Jackson, Mich. (WKHM) — The McGill Road Landfill could be in danger of having less than one year’s worth of capacity according to Jackson County officials. The issue stems from an application for a construction permit to the Michigan Department of Energy, Great Lakes, and Emissions (EGLE).
The County says the permit is for a vertical expansion of the only Type II landfill in Jackson (according to official EGLE records, Liberty Environmentalists Landfill is Type III) that would extend its capacity to 13 years of availability. The proposed area for expansion would take place between three cells of the facility where service roads currently are (pictured below). A Type II landfill is where most trash ends up after being collected by a waste hauler.
The issue is that EGLE has verbally told the county they plan to deny the application on the basis that they view the expansion as a lateral one, and is therefore not consistent with Jackson’s Solid Waste Management Plan (SWMP), which says non-vertical expansions must be required by EGLE.
EGLE believes that since the areas planned for expansion are not currently licensed landfill cells, the expansion is a lateral one. Jackson County Board of Public Works (BPW) Chairman Geoffrey Snyder called this a “tortured” interpretation, citing the landfill’s footprint not expanding in any cardinal direction.
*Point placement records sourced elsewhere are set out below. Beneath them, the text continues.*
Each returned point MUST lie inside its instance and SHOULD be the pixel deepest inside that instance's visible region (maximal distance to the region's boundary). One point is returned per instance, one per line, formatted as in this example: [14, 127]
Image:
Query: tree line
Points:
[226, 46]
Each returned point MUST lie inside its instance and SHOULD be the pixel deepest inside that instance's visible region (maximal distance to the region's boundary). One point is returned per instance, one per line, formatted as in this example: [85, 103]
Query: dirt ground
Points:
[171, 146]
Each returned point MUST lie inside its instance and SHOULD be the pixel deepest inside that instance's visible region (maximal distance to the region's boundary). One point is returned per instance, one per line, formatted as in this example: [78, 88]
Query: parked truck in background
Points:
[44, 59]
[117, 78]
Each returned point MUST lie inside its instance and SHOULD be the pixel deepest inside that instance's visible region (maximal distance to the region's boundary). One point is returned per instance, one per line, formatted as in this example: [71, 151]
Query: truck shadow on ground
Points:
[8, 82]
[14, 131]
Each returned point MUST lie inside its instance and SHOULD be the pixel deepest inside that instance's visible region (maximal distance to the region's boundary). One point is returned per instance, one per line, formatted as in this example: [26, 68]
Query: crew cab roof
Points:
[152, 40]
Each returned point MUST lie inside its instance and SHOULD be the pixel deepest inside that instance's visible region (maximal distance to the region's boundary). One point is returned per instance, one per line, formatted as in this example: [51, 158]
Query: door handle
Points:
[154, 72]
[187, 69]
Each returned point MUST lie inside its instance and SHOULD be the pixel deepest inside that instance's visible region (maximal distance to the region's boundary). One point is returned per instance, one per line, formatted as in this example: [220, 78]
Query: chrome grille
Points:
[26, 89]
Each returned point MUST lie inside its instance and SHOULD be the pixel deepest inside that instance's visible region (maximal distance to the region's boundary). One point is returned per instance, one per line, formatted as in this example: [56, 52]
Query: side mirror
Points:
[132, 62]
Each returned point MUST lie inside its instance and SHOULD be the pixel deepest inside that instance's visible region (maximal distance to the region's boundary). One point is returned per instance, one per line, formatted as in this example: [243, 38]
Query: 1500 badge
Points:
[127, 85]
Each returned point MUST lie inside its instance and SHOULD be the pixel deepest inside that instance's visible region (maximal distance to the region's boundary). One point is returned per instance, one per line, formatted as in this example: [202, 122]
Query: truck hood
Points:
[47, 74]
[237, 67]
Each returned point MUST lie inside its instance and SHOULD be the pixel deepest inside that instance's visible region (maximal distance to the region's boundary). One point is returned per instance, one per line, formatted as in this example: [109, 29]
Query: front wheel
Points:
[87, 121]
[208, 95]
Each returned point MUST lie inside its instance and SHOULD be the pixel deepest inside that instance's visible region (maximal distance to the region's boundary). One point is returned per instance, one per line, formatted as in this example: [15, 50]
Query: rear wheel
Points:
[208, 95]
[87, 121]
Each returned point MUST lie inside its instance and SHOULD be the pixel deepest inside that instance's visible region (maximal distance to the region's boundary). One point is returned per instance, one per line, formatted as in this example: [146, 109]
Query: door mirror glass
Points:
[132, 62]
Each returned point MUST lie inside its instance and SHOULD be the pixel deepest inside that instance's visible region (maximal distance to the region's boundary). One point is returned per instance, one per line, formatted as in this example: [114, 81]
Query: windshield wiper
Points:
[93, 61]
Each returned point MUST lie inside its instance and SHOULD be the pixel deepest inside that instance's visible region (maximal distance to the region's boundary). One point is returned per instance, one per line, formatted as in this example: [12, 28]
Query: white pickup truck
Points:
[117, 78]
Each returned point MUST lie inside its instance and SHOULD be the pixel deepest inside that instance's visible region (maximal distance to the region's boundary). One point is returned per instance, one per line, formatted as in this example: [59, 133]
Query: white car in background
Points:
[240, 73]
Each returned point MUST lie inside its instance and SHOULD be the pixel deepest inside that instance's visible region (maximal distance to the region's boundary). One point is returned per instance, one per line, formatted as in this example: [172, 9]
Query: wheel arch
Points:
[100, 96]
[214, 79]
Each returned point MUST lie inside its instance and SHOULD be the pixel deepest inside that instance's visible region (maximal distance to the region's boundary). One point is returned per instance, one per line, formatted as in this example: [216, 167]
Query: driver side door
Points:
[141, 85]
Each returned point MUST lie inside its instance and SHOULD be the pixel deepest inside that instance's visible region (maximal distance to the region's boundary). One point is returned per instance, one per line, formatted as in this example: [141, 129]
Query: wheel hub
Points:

In a July 14 letter addressed to a member of EGLE’s Material Management Division, BPW Chairman Snyder said the County did not perceive the filling of the space between the three cells as a lateral expansion, as a vertical expansion of the landfill would otherwise be impossible to accomplish. The letter says Jackson’s current SWMP recognizes that there is little land to support a new Type II landfill “given the environmentally sensitive nature of a high ground water table throughout most of the County,” along with the desire to “preserve prime agricultural lands.”
It was also requested that EGLE take no official action before a meeting can take place between the department and the BPW. If EGLE does not approve the expansion, county officials say that the McGill Road Landfill will run out of capacity in less than a year, and its unrecycled trash would eventually need to be sent outside of Jackson to other counties that have reciprocal agreements within the SWMP.
That means costs imposed on Jackson families, businesses, and other entities that rely on curbside pickups would likely see a sharp increase, and could even double due to higher costs on garbage collection services. According to the letter, while the County has taken initial steps to create a recycling plan with EGLE to lessen the amount of trash taken to the landfill, an approval of said plan is still far off.
Chairman Snyder says he has not heard back from EGLE as of Friday afternoon. WKHM has also reached out to a member of EGLE’s Material Management Division with no response at this time.